This was a Court of Appeal decision which focused on s423 Insolvency Act 1986, as well as the ambit of directors' duties to creditors in a distressed company scenario. The below summary relates to the courts' analysis of the latter issue.


Appleton Papers Inc (API) was a wholly owned subsidiary of BAT Industries plc (BAT).

In 1978, API acquired two paper coating business operating in Wisconsin, USA. API took over the liabilities of National Cash Register Company (NCR) who were the seller, and as a part of this, BAT agreed to indemnify NCR against any failure by API to meet those liabilities.

BAT established Wiggins Teape Appleton Inc (later known as AWA) as a holding company for API.

The businesses acquired by API had been responsible for extensive pollution in Lower Fox River in Wisconsin, and in the 1990s, significant claims were brought against NCR and API under the (US) Comprehensive Environmental Response, Compensation and Liability Act 1980. The claims related to clean-up costs and damages in respect of the pollution.

In 2000, Sequana SA (S) acquired AWA and became its parent company.

The subject of this litigation related to two dividends paid by AWA to S:

  • €443 million paid in December 2008 (the December dividend)
  • €135 million paid in May 2009 (the May dividend).

At the time these dividends were declared and paid, AWA had ceased to trade and had one contingent and material liability: its share of the clean-up costs, since it had indemnified API in respect of these before selling its subsidiary.
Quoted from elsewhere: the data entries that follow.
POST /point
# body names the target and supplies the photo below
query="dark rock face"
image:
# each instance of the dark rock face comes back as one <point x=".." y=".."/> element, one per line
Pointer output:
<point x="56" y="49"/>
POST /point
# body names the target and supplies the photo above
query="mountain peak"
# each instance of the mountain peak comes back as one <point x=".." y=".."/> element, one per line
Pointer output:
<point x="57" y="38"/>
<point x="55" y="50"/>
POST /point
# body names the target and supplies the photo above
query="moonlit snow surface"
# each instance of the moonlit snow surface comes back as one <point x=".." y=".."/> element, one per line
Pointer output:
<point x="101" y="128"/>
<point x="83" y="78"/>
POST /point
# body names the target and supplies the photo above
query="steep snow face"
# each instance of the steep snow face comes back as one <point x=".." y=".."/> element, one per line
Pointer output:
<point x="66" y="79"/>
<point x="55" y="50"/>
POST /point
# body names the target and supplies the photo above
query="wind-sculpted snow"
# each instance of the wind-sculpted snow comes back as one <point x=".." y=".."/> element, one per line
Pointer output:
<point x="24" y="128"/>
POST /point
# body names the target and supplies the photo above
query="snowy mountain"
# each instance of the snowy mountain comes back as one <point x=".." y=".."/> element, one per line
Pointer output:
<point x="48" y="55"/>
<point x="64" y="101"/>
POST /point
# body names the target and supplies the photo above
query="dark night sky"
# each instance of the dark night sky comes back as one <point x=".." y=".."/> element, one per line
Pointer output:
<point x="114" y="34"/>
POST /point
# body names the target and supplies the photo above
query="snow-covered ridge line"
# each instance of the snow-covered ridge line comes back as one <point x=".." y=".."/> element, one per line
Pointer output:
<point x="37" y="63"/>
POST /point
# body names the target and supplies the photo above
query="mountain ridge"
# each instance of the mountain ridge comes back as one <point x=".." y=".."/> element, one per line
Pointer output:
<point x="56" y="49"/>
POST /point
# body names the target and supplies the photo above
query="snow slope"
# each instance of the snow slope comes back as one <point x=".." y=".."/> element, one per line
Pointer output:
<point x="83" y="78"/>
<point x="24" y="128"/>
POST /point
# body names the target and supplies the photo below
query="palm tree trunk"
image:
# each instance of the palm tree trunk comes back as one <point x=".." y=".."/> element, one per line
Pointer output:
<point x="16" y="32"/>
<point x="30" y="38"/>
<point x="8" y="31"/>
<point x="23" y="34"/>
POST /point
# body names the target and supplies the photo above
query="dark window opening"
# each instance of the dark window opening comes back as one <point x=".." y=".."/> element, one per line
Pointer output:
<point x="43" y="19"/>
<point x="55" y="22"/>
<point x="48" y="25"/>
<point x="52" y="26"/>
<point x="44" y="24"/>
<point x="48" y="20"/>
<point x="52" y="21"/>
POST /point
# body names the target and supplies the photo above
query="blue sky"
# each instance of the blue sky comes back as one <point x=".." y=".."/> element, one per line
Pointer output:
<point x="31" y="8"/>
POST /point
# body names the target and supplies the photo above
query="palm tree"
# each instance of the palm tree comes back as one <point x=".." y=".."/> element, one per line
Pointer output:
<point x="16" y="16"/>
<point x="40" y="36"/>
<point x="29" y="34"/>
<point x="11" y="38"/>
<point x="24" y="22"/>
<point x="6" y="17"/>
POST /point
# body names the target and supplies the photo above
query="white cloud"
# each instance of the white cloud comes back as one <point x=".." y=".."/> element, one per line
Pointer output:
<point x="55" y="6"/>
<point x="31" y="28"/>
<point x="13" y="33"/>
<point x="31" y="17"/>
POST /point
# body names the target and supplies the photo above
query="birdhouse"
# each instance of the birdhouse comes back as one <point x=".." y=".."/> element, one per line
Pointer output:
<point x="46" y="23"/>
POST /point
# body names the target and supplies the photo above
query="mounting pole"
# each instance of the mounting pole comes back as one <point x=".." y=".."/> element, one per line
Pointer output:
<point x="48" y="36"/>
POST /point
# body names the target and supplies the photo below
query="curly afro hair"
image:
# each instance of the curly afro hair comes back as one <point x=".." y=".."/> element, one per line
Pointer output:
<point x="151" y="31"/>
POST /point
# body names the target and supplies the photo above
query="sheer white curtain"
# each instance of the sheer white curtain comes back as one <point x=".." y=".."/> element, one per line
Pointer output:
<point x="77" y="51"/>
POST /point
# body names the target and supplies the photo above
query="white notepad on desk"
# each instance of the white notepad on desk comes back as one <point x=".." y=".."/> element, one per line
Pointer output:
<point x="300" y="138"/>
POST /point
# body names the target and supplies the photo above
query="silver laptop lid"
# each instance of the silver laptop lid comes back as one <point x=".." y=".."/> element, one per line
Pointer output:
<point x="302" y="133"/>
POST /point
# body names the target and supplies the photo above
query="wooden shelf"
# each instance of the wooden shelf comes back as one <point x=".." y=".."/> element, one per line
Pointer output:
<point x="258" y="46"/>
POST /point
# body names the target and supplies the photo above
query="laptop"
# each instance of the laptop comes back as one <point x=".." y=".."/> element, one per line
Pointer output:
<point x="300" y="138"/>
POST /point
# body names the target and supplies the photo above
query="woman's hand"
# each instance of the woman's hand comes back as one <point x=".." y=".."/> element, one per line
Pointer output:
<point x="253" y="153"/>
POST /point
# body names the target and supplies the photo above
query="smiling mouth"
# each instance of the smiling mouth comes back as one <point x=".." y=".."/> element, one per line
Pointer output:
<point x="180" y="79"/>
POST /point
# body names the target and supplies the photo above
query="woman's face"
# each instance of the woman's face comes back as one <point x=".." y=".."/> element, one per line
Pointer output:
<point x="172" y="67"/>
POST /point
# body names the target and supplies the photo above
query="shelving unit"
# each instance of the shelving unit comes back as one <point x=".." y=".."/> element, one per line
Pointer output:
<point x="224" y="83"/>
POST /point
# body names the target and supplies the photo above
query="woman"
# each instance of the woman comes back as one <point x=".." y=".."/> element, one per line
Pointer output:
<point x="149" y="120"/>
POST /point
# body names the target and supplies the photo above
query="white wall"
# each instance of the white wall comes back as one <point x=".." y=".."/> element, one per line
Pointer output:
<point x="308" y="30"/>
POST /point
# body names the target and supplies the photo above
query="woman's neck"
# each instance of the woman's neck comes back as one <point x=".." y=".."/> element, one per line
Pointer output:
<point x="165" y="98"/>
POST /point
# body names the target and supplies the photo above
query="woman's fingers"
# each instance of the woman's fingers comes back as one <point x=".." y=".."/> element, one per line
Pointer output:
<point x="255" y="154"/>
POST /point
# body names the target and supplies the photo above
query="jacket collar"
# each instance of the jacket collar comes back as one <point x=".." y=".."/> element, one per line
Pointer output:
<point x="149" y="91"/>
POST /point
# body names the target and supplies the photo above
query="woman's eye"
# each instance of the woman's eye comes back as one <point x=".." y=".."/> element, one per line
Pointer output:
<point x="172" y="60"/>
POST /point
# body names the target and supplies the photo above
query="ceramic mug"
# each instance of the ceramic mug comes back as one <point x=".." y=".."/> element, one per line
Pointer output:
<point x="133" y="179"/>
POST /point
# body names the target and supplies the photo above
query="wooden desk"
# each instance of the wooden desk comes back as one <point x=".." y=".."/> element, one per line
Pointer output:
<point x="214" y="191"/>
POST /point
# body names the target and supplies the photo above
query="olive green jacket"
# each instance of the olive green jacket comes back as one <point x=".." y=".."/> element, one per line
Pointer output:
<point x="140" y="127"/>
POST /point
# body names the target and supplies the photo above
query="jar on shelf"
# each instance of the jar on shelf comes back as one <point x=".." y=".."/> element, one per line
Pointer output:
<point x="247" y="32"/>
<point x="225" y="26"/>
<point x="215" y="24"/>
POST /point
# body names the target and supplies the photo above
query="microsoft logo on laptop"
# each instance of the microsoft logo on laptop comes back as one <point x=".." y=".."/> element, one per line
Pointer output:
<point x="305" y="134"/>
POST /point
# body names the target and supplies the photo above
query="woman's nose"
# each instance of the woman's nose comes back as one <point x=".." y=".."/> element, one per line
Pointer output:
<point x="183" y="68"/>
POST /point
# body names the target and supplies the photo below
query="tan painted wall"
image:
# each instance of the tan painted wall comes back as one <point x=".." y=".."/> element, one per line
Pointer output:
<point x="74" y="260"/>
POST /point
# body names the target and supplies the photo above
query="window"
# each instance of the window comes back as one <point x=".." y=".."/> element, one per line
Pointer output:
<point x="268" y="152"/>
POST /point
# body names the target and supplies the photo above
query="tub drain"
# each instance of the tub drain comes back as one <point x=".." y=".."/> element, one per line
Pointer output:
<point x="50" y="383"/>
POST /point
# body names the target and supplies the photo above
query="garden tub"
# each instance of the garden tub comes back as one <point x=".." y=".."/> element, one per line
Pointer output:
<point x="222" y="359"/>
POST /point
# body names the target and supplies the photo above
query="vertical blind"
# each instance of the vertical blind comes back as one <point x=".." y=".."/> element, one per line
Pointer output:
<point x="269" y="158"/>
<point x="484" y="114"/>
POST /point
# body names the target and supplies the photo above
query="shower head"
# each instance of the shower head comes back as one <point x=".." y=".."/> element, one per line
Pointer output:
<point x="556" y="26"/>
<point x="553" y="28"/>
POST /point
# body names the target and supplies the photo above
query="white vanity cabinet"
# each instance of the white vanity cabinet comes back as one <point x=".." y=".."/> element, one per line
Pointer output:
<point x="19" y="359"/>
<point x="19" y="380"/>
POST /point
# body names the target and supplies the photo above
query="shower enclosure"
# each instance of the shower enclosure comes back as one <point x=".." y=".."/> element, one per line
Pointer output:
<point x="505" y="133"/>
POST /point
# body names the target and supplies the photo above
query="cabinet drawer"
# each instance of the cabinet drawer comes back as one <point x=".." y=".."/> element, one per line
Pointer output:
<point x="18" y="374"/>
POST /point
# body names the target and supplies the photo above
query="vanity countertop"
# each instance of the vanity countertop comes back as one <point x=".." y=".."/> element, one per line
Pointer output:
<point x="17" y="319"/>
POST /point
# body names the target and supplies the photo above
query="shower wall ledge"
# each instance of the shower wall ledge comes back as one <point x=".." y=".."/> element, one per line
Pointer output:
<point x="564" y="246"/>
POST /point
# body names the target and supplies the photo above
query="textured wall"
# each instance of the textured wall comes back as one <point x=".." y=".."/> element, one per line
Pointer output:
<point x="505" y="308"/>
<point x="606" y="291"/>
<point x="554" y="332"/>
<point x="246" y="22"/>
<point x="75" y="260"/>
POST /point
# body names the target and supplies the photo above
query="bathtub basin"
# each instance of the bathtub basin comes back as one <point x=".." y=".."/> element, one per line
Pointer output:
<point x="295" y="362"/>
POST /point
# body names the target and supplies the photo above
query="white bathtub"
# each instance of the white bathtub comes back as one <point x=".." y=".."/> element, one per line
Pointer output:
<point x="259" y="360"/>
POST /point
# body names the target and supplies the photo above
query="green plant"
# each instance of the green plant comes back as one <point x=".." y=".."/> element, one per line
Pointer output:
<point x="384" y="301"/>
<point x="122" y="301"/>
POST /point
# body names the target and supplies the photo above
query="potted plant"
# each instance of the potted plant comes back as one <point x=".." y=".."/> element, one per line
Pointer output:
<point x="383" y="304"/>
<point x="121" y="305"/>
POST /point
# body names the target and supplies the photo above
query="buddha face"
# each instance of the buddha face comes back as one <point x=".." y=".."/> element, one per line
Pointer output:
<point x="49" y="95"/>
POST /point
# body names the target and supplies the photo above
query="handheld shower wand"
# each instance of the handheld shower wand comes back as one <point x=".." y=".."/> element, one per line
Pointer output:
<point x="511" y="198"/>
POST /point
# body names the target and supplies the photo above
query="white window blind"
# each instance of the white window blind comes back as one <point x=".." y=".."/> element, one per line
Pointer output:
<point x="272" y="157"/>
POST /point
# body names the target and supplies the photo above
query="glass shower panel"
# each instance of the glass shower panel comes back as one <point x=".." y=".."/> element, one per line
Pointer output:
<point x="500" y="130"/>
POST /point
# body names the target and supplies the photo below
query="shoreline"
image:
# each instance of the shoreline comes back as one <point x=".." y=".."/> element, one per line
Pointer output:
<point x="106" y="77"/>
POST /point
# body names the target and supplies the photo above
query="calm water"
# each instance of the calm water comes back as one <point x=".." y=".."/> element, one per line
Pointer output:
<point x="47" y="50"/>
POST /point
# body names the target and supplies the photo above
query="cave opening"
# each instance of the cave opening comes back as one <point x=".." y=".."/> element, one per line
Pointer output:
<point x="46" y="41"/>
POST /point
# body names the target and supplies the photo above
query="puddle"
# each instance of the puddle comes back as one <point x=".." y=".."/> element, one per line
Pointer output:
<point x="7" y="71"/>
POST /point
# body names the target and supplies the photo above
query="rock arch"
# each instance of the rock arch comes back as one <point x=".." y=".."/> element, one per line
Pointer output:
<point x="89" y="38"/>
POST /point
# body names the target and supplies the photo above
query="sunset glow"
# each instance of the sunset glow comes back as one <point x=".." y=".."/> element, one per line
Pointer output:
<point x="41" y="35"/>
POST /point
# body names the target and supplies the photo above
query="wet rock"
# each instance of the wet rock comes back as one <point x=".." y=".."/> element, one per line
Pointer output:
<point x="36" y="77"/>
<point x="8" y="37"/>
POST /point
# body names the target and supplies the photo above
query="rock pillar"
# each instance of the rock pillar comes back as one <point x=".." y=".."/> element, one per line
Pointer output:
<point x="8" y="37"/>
By way of assets, AWA had:

  • the benefit of some insurance policies
  • a guaranteed investment contract purchased from insurers AIG
  • an inter-company debt of approximately €585 million owed to it by S.

Extensive efforts were made to quantify AWA's contingent liability, following which the directors concluded that the AIG investment contract would provide adequate cover.

High Court decision

AWA originally brought claims in respect of the dividends against its directors, who authorised the payment of the dividend; and against S, as constructive trustee of those monies. It alleged that the directors had breached their duty to have regard to the interests of AWA's creditors.

AWA assigned its claims to BTI 2014 LLC (BTI), a vehicle set up by BAT. Accordingly, BTI replaced AWA as claimant.

Rose J dismissed all claims in relation to the December dividend. In relation to the May dividend, she dismissed the actions against the directors.

BTI appealed to the Court of Appeal against the dismissal of the claims against AWA's directors, even though it accepted that the May dividend was lawfully paid within Part 23 of the Companies Act 2006 and within the parameters of common law restrictions on distributions to shareholders. Its argument was that the directors owed a duty to consider creditors' interests 'in any case where a proposal involves a real, as opposed to a remote, risk to creditors'.


Under s172(1) Companies Act 2006, directors must promote the success of the company for the benefit of its shareholders. Nevertheless, S172(3) states that this duty is "subject to any enactment or rule of law requiring directors, in certain circumstances, to consider or act in the interests of creditors of the company".

However, when does the duty to consider creditors' interests "kick in"? How does it dovetail with directors' duties to members of the company; and how does a director discharge this duty?


Richards LJ gave the leading judgment.

He acknowledged the difficulty of making a definitive pronouncement with a "single form of words" to apply in all situations. However, he set out some helpful guidance:

  • The directors' duties to creditors can be triggered "when a company's circumstances fall short of actual, established insolvency"
  • However, the fact that insolvency "is a real, not a remote risk" is an insufficient trigger
  • Formulations of words using 'imminent' or 'on the verge of insolvency' are problematic, as they suggest that a temporal test is always appropriate. They will not 'catch' the occasions where insolvency is likely to occur, even though the company will be able to pay its debts for some considerable time
  • Richards LJ endorsed the formula of words used inter alia in Bilta v Nazir, that the duty to creditors arises when "the directors know or should know that the company is or is likely to become insolvent"
  • He defined 'likely' as 'probable'
  • Once the duty arises, "it is hard to see that creditors' interests could be anything but paramount".

The Court of Appeal affirmed the decision of the High Court, dismissing BTI's appeal.